Successful management of the potentially fatal hyperhaemolysis syndrome of sickle cell anaemia with a regimen including bortezomib and Hemopure.

机构信息

Norton Cancer Institute, Norton HealthCare, Louisville, Kentucky.

出版信息

J Clin Pharm Ther. 2019 Oct;44(5):815-818. doi: 10.1111/jcpt.12998. Epub 2019 Jun 25.

Abstract

WHAT IS KNOWN AND OBJECTIVE

Hyperhaemolysis syndrome (HHS) of sickle cell anaemia (SCA) is a life-threatening condition characterized by accelerated destruction of red blood cells typically following blood transfusions. Optimal treatment strategies have not been determined; therefore, reports utilizing novel therapies are needed.

CASE DESCRIPTION

A 19-year-old African American man with SCA experienced HHS following a partial red cell exchange transfusion. He was treated with methylprednisolone, rituximab, darbepoetin, Hemopure and bortezomib, with resolution of the syndrome.
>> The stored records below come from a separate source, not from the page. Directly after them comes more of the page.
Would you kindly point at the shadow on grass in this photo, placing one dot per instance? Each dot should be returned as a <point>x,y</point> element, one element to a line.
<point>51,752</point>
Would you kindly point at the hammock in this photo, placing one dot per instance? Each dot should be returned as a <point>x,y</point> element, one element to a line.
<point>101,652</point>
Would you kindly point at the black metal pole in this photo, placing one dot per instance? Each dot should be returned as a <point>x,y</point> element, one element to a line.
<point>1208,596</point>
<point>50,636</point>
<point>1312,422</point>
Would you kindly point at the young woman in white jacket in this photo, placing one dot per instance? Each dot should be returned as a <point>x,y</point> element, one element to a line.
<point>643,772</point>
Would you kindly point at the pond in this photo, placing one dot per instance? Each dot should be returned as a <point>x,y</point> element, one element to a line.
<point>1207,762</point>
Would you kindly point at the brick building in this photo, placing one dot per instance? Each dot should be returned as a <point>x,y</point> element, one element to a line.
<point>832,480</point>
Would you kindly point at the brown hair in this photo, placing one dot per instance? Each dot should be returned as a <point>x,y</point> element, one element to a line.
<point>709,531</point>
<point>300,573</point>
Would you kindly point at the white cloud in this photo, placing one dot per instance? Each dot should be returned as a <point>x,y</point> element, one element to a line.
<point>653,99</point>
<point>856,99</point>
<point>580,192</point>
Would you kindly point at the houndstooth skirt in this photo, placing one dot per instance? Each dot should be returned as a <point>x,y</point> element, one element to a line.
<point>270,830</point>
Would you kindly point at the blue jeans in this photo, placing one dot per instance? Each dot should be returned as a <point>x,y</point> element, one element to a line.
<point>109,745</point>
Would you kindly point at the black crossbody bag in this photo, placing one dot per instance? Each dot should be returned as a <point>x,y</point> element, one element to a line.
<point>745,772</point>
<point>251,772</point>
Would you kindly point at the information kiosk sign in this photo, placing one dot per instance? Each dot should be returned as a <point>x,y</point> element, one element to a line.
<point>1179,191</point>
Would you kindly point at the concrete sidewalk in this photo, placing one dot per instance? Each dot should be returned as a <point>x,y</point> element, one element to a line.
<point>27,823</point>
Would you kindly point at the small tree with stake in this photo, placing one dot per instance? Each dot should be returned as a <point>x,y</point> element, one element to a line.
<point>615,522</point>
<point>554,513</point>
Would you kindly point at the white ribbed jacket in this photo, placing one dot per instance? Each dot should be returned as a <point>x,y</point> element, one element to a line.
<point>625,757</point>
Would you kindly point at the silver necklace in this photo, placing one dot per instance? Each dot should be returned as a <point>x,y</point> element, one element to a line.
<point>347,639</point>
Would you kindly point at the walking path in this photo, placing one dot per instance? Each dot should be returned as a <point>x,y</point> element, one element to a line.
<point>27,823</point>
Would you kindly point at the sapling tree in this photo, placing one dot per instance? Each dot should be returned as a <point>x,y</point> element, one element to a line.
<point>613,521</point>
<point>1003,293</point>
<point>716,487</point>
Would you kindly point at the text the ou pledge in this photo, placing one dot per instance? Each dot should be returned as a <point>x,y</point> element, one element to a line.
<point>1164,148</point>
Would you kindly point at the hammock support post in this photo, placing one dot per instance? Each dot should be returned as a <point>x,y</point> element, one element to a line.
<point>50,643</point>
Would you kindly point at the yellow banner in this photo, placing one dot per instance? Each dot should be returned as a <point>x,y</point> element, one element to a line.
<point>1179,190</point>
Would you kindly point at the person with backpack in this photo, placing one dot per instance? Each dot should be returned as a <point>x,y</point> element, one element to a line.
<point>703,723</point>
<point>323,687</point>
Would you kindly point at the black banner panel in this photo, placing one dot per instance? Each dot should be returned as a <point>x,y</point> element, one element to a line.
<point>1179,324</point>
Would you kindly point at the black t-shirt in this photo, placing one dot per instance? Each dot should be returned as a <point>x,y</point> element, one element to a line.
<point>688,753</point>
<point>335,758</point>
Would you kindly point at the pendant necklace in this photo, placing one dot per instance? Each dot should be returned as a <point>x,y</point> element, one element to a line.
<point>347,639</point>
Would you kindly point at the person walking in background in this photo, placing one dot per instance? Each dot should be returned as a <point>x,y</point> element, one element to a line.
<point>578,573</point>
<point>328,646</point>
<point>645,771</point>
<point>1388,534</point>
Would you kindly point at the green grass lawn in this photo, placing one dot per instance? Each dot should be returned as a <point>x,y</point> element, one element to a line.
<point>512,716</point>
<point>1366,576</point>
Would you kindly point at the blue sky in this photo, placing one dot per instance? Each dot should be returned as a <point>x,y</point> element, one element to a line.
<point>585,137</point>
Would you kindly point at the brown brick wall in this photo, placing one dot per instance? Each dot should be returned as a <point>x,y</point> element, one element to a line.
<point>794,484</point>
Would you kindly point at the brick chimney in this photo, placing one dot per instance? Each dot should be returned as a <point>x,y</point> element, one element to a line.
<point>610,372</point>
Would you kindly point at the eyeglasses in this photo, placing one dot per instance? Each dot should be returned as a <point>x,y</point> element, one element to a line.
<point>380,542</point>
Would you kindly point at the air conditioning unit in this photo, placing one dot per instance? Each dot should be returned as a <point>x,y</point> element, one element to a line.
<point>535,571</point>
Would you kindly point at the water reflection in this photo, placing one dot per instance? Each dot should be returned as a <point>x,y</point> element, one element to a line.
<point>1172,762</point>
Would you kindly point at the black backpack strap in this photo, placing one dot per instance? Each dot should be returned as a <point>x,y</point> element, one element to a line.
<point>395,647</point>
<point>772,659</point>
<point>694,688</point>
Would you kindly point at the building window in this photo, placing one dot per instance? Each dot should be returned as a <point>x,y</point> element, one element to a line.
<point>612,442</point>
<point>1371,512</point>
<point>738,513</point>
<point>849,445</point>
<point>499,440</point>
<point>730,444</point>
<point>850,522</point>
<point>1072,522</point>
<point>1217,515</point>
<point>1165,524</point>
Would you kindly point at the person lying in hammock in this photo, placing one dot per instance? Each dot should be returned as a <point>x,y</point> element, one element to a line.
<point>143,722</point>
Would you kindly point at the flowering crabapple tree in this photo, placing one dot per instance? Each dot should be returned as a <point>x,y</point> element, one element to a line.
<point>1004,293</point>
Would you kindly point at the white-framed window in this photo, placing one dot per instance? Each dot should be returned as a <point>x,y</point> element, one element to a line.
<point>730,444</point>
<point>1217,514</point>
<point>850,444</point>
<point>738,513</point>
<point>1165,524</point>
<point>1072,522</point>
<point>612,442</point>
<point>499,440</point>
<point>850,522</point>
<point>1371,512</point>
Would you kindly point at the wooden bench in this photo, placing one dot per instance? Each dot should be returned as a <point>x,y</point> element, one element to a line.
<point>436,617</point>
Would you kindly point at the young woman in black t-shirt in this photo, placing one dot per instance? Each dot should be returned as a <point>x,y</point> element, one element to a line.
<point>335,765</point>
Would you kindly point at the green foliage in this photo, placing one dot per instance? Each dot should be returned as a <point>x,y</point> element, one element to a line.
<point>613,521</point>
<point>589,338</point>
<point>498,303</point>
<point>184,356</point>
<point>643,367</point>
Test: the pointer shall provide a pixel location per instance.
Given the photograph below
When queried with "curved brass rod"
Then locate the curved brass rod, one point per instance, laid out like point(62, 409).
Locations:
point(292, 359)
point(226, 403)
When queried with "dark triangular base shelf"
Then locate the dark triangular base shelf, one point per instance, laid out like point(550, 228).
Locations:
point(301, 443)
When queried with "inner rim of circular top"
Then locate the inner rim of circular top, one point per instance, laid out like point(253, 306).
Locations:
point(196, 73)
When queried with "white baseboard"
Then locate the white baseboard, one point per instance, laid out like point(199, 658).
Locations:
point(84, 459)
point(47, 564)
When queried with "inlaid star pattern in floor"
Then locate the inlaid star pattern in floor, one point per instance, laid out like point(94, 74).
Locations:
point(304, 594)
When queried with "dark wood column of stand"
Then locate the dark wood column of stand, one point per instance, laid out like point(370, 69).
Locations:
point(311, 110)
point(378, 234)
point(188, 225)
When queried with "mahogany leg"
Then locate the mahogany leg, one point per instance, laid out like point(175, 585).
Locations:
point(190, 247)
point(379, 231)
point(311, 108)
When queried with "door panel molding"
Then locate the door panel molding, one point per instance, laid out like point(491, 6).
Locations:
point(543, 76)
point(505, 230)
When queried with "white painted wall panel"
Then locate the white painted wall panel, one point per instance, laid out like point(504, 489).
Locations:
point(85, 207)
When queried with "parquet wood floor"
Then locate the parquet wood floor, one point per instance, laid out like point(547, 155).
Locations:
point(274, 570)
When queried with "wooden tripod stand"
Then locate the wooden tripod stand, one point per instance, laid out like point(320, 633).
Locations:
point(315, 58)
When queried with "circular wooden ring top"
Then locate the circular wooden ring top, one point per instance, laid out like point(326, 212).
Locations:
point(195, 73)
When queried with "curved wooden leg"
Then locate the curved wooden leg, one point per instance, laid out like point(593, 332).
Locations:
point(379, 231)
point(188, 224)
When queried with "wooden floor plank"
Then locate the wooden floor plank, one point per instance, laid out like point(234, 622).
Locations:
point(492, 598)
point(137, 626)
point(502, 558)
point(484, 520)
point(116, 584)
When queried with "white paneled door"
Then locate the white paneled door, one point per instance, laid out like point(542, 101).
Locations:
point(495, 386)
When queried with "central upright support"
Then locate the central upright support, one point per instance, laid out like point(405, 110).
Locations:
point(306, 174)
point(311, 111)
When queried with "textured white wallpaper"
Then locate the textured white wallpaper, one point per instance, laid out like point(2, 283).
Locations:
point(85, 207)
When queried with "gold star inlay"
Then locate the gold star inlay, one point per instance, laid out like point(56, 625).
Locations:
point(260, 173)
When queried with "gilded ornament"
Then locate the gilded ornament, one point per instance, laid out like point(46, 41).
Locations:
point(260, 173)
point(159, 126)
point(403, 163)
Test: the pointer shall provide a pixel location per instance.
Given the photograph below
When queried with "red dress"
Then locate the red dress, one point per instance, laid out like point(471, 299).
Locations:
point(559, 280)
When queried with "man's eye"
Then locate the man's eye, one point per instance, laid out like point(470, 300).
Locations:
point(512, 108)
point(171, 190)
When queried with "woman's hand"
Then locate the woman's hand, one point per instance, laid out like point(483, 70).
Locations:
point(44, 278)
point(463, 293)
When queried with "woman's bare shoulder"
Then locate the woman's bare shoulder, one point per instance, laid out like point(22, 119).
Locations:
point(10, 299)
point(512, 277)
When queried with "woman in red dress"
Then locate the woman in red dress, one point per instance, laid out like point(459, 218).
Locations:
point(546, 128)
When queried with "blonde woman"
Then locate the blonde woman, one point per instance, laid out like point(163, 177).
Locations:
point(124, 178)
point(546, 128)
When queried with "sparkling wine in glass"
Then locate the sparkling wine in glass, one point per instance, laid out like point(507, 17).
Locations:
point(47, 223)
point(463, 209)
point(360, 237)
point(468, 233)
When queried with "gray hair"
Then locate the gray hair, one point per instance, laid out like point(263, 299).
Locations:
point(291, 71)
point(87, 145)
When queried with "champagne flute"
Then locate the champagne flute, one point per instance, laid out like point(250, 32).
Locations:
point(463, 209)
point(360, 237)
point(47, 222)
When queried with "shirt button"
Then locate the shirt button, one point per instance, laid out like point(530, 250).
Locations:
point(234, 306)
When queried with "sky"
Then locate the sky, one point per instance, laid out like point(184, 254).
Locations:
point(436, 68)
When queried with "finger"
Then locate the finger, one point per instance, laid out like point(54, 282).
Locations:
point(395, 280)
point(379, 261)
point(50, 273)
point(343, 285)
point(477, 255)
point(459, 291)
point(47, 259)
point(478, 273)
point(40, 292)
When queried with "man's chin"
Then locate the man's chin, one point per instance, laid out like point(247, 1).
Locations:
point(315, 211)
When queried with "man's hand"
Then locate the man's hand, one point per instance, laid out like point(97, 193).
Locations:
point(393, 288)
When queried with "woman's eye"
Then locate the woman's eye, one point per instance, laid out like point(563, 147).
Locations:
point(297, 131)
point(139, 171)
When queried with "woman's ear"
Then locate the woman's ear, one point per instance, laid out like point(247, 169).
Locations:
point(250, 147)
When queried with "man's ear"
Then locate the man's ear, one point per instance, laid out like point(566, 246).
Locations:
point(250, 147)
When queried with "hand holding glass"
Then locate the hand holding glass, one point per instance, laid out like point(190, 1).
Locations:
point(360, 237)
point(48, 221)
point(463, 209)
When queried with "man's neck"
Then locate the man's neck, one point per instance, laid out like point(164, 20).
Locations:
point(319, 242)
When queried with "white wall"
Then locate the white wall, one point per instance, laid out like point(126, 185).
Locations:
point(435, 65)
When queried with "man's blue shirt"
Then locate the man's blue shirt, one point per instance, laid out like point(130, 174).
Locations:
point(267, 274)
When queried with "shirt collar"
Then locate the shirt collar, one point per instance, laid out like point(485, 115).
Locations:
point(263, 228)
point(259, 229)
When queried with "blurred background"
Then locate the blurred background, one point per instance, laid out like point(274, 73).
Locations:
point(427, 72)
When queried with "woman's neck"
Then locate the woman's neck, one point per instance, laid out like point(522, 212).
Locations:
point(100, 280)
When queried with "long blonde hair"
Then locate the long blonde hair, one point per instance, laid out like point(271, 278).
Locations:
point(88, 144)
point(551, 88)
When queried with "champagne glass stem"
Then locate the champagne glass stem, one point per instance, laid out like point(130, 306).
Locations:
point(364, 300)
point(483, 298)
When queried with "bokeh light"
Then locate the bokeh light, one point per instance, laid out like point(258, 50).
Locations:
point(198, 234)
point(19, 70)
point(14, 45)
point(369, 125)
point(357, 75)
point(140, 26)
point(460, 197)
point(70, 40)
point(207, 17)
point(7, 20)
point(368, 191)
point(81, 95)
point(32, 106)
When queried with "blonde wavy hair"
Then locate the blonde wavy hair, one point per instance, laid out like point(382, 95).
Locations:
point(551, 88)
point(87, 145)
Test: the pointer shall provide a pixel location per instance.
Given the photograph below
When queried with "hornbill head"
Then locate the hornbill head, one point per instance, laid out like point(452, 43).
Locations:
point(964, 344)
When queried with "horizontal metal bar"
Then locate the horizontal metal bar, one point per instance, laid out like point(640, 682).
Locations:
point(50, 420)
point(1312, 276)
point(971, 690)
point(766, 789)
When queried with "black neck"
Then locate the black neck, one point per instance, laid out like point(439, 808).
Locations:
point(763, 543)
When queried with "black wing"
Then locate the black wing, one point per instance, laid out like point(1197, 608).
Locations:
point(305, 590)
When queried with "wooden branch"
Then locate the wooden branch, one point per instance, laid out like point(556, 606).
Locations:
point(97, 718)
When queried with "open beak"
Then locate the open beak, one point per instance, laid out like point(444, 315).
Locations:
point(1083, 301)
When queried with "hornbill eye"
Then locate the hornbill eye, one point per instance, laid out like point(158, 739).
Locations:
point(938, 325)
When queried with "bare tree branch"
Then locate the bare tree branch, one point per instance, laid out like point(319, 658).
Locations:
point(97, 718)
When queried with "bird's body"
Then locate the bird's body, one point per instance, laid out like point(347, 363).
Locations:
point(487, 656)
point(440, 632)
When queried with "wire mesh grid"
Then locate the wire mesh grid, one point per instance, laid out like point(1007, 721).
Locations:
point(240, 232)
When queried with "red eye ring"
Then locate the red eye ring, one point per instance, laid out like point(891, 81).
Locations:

WHAT IS NEW AND CONCLUSION

The HHS of SCA is thought to be immune-mediated even in the absence of detectable red cell alloantibodies. New therapies, including bortezomib and Hemopure, may be useful in this syndrome.

摘要

已知和目的

镰状细胞贫血(SCA)的高溶血性综合征(HHS)是一种危及生命的病症,其特征是在输血后通常会加速红细胞的破坏。尚未确定最佳治疗策略;因此,需要报告利用新疗法的情况。

病例描述

一名 19 岁的非裔美国男性患有 SCA,在部分红细胞交换输血后发生 HHS。他接受了甲基强的松龙、利妥昔单抗、达贝泊汀、Hemopure 和硼替佐米治疗,HHS 得到缓解。

新发现和结论

即使没有检测到可检测的红细胞同种抗体,SCA 的 HHS 也被认为是免疫介导的。新的治疗方法,包括硼替佐米和 Hemopure,可能对该综合征有用。